Monday, Oct. 07, 1946
The Big Noise
Even after the final game of the season, U.S. baseball fans did not know who would play in the World Series (see SPORT). But there was never any doubt who would be on hand to tell them about it. For the tenth year, Martene Windsor ("Bill") Corum, Hearst's stump-shaped sports columnist, got ready last week for radio's biggest sports event.
As usual, Bill Corum will pitch the pregame dope and color, the highlights and summary after the last out. As usual, he will leave the Mutual play-by-play to professional announcers. The two men who will describe the action this year are comparative newcomers to a coast-to-coast audience, but familiar voices in the East.

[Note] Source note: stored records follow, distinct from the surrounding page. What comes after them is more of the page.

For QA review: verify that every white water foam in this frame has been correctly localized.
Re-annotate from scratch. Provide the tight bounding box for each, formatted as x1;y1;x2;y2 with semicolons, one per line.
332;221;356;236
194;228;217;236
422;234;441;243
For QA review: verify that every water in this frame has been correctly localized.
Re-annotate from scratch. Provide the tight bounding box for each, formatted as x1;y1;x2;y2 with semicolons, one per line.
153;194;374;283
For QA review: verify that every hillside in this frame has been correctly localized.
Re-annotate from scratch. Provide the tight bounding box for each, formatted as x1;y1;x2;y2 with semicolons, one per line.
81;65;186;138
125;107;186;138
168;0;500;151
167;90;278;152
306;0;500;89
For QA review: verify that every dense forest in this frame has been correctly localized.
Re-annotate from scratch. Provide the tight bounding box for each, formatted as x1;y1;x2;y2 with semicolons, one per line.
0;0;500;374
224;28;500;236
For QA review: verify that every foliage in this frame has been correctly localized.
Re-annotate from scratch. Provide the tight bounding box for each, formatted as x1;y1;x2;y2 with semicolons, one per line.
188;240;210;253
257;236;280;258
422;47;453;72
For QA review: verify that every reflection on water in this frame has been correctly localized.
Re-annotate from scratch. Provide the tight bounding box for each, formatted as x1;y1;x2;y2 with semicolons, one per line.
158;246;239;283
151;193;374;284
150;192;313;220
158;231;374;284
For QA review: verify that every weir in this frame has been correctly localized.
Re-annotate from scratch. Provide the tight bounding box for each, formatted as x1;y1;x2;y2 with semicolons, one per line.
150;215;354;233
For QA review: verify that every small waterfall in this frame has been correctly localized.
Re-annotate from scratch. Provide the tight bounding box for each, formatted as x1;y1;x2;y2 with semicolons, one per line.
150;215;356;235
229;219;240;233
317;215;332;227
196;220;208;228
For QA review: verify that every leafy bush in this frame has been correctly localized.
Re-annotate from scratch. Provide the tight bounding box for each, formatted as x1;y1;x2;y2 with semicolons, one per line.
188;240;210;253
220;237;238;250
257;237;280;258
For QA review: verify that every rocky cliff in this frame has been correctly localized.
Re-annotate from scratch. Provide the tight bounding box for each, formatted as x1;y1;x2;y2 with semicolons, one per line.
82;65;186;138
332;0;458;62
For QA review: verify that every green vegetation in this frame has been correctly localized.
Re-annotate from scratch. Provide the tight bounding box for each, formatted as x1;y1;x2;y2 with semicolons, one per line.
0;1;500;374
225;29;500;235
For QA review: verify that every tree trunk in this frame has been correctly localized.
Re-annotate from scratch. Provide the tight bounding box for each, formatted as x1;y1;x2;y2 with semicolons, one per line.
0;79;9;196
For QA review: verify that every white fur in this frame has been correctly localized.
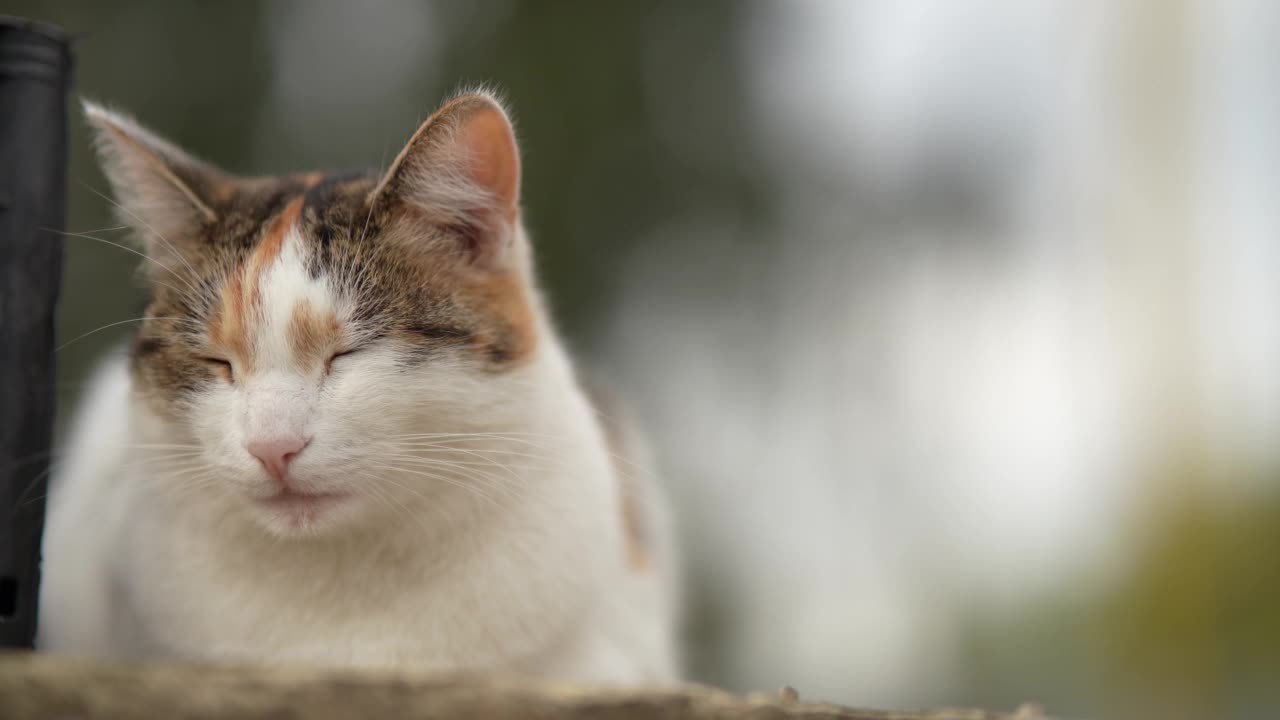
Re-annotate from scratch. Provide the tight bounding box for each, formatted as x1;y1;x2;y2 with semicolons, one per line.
38;221;676;683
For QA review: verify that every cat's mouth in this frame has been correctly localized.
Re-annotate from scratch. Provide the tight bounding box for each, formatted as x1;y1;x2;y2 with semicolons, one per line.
259;488;347;512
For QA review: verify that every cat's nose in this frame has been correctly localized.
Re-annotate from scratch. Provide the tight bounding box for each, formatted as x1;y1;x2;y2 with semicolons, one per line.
246;436;311;483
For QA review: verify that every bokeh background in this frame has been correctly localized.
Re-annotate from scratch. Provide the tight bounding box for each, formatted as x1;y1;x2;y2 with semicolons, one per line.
10;0;1280;720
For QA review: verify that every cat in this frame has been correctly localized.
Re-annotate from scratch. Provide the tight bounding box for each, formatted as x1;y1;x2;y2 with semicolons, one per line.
37;90;678;683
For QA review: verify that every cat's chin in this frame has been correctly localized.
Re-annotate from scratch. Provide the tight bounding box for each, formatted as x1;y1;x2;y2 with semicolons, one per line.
252;491;356;537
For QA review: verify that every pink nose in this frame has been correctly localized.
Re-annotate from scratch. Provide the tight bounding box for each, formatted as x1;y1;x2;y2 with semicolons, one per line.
247;437;311;483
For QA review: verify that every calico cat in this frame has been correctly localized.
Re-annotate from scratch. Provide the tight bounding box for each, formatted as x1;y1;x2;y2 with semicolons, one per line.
38;91;676;683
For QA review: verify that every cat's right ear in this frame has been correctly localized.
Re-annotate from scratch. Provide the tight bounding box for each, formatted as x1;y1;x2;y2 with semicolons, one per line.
83;100;233;256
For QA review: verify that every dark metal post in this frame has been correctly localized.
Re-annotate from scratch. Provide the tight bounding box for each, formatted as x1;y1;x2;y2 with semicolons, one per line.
0;17;72;647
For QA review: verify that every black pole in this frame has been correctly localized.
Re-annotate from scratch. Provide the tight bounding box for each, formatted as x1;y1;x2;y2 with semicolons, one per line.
0;18;72;648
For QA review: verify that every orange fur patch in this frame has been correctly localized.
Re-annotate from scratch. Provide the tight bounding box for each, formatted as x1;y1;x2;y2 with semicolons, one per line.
288;300;342;366
209;196;303;372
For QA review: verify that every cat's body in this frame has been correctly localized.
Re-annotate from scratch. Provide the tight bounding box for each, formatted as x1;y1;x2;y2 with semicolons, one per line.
40;95;675;682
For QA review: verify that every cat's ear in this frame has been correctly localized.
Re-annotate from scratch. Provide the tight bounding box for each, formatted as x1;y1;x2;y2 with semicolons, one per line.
370;92;520;268
84;100;232;251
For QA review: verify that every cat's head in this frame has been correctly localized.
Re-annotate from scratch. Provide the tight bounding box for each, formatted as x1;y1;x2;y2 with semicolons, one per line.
86;92;543;534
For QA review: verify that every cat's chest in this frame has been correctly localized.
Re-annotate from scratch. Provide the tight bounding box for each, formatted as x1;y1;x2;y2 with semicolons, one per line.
115;504;584;670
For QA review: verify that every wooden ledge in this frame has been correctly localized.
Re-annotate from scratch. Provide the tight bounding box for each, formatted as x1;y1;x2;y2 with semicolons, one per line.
0;653;1042;720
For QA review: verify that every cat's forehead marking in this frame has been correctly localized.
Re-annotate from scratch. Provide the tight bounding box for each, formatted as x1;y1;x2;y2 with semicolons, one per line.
210;188;342;373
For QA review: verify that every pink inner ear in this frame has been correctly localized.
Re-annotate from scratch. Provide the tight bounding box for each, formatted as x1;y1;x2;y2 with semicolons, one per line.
456;108;520;220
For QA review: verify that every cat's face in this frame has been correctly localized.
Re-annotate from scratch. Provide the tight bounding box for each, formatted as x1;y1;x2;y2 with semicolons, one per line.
88;95;539;534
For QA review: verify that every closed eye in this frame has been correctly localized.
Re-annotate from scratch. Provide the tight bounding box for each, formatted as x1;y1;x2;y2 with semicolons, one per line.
200;357;236;383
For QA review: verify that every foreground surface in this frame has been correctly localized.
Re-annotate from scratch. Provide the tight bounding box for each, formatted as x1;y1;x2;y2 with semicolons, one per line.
0;653;1059;720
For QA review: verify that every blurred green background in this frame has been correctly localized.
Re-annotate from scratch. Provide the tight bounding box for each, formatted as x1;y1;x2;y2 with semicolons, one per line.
0;0;1280;720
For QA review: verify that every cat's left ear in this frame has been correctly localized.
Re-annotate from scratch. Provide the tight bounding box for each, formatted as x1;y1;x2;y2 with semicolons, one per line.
84;101;233;258
370;92;520;268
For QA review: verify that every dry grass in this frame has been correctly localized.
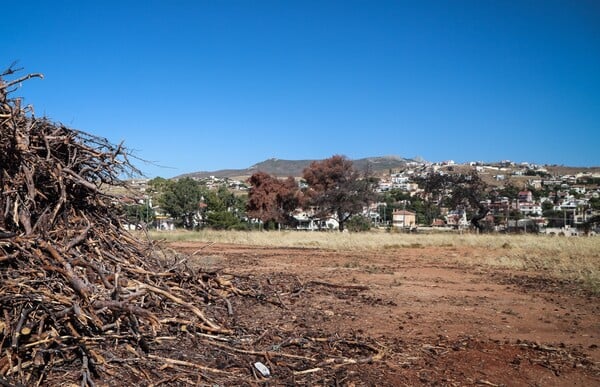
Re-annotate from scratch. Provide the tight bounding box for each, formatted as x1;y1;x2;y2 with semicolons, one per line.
151;230;600;292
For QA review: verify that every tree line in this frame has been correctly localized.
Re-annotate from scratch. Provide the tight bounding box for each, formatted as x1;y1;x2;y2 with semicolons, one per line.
126;155;600;231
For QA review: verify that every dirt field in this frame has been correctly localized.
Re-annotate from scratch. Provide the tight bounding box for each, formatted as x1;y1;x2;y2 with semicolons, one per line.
170;242;600;386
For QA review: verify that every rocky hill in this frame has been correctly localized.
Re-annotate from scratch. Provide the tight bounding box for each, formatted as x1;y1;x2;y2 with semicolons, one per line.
175;156;414;179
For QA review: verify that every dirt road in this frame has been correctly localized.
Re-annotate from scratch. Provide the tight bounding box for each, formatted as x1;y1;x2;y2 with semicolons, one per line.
171;242;600;386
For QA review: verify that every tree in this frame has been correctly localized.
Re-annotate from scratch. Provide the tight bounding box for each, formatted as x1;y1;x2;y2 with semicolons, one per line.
303;155;375;231
159;177;205;228
201;186;244;230
246;172;302;229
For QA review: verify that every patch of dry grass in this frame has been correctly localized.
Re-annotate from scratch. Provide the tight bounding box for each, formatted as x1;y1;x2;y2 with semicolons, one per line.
151;230;600;292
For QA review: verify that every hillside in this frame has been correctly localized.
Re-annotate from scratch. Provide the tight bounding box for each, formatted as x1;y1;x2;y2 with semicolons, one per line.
175;156;413;179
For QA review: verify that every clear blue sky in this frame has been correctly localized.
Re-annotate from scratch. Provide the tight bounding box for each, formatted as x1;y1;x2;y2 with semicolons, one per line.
0;0;600;177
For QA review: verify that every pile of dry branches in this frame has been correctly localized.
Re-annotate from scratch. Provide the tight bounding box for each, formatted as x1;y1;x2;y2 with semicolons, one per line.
0;69;380;386
0;69;237;385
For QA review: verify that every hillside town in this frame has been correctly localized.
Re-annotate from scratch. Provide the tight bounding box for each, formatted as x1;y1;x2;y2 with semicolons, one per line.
124;160;600;236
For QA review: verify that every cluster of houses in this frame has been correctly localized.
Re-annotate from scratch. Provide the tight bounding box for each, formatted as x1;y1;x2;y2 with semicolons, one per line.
366;161;600;235
124;160;600;235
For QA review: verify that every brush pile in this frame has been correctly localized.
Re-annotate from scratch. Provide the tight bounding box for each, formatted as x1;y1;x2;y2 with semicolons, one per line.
0;68;381;386
0;69;239;385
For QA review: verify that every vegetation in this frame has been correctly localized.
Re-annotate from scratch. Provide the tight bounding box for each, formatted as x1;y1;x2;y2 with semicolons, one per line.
246;172;302;226
304;155;375;231
157;178;245;229
151;230;600;292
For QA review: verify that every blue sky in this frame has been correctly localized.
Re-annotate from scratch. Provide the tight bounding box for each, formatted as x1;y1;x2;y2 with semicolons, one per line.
0;0;600;177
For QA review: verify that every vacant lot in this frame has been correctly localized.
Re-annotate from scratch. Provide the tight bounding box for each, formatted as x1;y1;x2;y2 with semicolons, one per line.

Big (230 Ibs.), sleepy-voiced Arch McDonald has been announcing baseball for 15 years, is so well known around Washington that he easily won the Democratic nomination for Congress (from Maryland) last June. His partner will be James Joseph ("Jimmy") Britt, a hustling 36-year-old who announces all Boston Red Sox and Braves home games in a fluid but spicy manner. Fans consider Arch and Jimmy among the best in the business, but they still like to hear the Corum drawl.
To Corum, broadcasting baseball is old hat, but his favorite. He has followed the game since he was seven, got his first job writing baseball for the New York Times 27 years ago. Arthur Brisbane liked a story Bill wrote about Walter Johnson, lured him over to Hearst's Journal-American, where he has been ever since. He travels with the clubs, knows most of the major-league players, was an old favorite of John ("The Great") McGraw and Miller Huggins. He also is a favorite of other journalists. Wrote Westbrook Pegler: "There is never any night where Our Will is."
Hit or Error. Baseball-savvy Corum calls the game as he sees it, ignores official scorers and managers (he has been an official scorer himself). Last year, when the scorers charged Hank Greenberg with a twelfth-inning error in the sixth game, Corum calmly said the play was a base hit for Stan Hack. "I told 'em that I could see the play better than anyone else--our broadcasting booth was in left field--and I saw the ball bounce over Hank's head; he never got a glove on it." At 10 o'clock that night, the official scorers decided that Bill was right, scratched the error from Hank's record.
But the biggest worry to a series commentator is the reaction of the fans away from the ballpark. "They don't know the park and can't visualize exactly what's happening," says Corum, in his gin-croak voice. "Like last year, when the ball got away from the outfielders and was lost in the shrubs. I said: 'This is like town lot baseball; they've even lost the ball in the weeds.' And then I annoyed 'em when I told again what lousy baseball they were playing. I think I said 'We've had everything but a wedding at home plate.' I don't think they liked that."